While 88% are proud to be associated with their schools – and 87% are positive towards their former institutions – only 54% indicated they are connected with their business schools and 49% consider themselves part of the alumni community.

Those saying that they are engaged with their school was even lower, with 42% agreeing with the statement.

“Lifelong learning amongst alumni is a huge opportunity for business schools”

“Alumni are inevitably interested in not only developing their careers, but growing the reputation of their school; one impacts the other,” the report noted.

“If alumni don’t feel engaged and unable to contribute to a school’s success, they are likely to increasingly seek other opportunities to grow their network and their career.”

It added that “stronger, wider, easier to access and more resilient networks are key for alumni in maintaining and building friendships as well as helping to develop their careers”.

In order to strengthen relationships with former schools, some 53% respondents said they wanted easier means to connect with other alumni, 48% said they expected more opportunities for further learning and 47% said alumni should be offered more opportunities to use alumni networks.

The paper added that the 34% wanting to grow the global activities for alumni is “increasingly important as international student cohorts become ever more significant for business schools”.

“Engaged international alumni will be key to growing awareness, recognition and consideration of an institution among prospective students,” it said.

However, it is not a one-way street, with one in five alumni saying they had supported their former schools in the previous 12 months to November 2022, when the analysis was carried out.

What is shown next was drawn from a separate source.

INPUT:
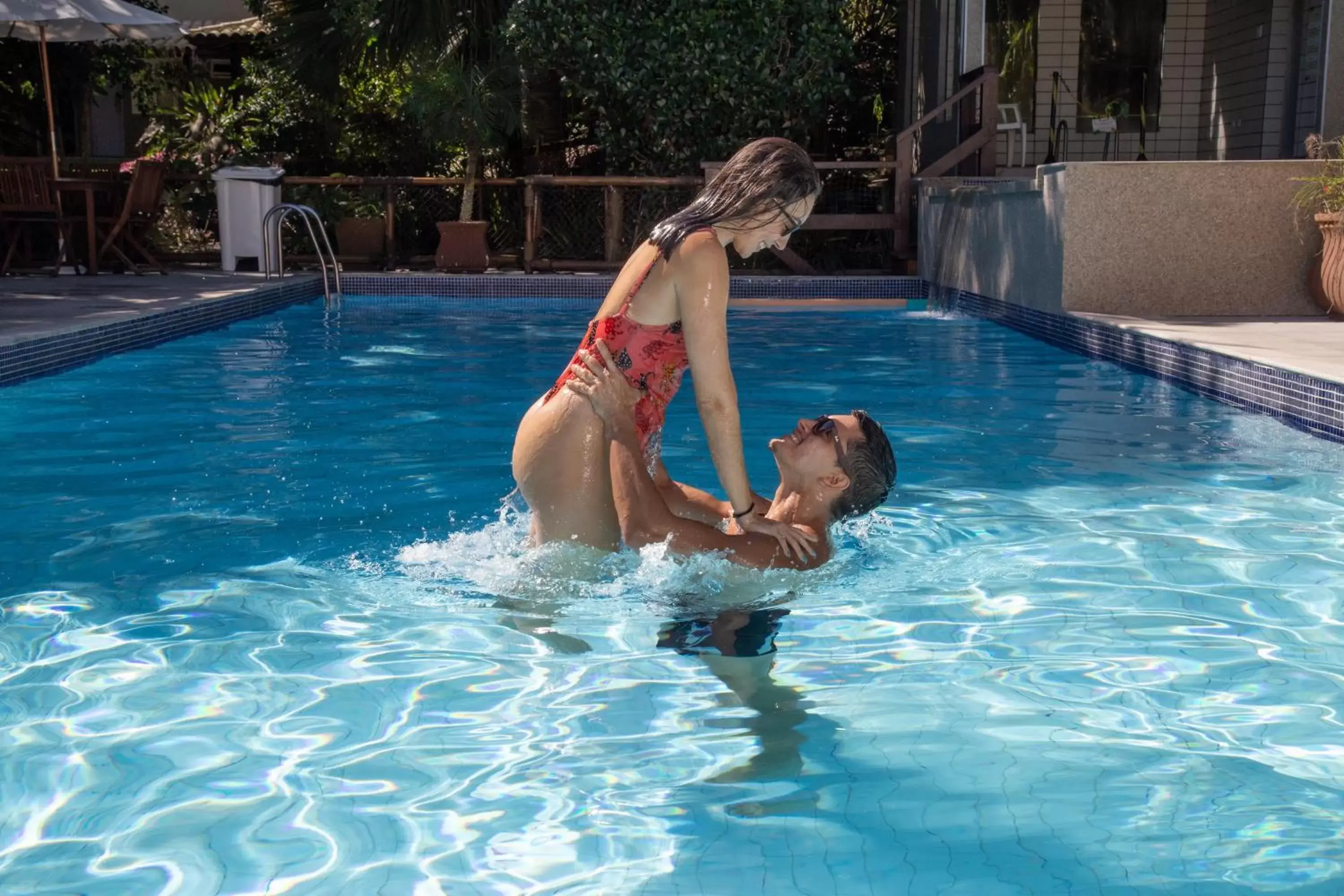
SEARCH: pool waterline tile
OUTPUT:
[0,274,1344,441]
[929,289,1344,442]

“Any relationship has to work two ways and as much as alumni want services from their former business school, they also want to give back,” the paper stated.

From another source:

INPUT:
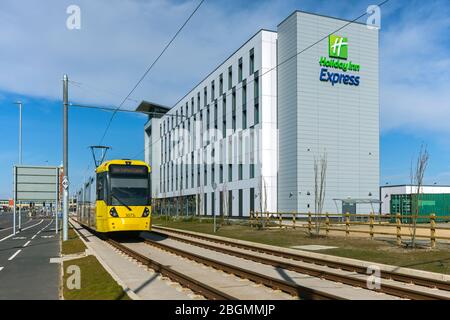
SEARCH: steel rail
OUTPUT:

“Sometimes that may be financially, but there are a host of other ways in which alumni want to offer support – promoting their school to prospective students and recruiters, providing student mentoring, offering internships and volunteering their professional expertise.”

Some 65% would consider student mentoring and a further 55% might provide internships/ projects/ paid work experience for current students, it found.

Respondents also identified the type of support they would like to see from their schools.

With seven of ten respondents suggesting schools should create programs for alumni to enable lifelong learning, the research said there are “perhaps some clues as to what this means in practice”.

 

Some 69% said they would like to have online access to lectures and other content from faculty, and the report also suggested that alumni may be prepared to pay for some of this content.

However, alumni will expect discounted prices, with 53% saying they should be offered “preferential rates” to study at future programs at their alma maters.

“It is also clear that large numbers are unaware of what they might already access; 51% indicate that they are unaware of what is currently available to alumni to continue their learning,” the report added.

To further develop their careers, respondents had a “strong preference” for short course non-degree executive education, identified by 57% of respondents.

“New types of qualifications are also popular with 21% keen on digital badges and 18% interested in microcredentials,” it added.

“Lifelong learning amongst alumni is a huge opportunity for business schools. There are two key steps schools need to take,” Crisp added.

“First, schools need to develop relevant learning opportunities for alumni. Second, they need to communicate clearly with alumni about the ways they can help them with their ongoing development.”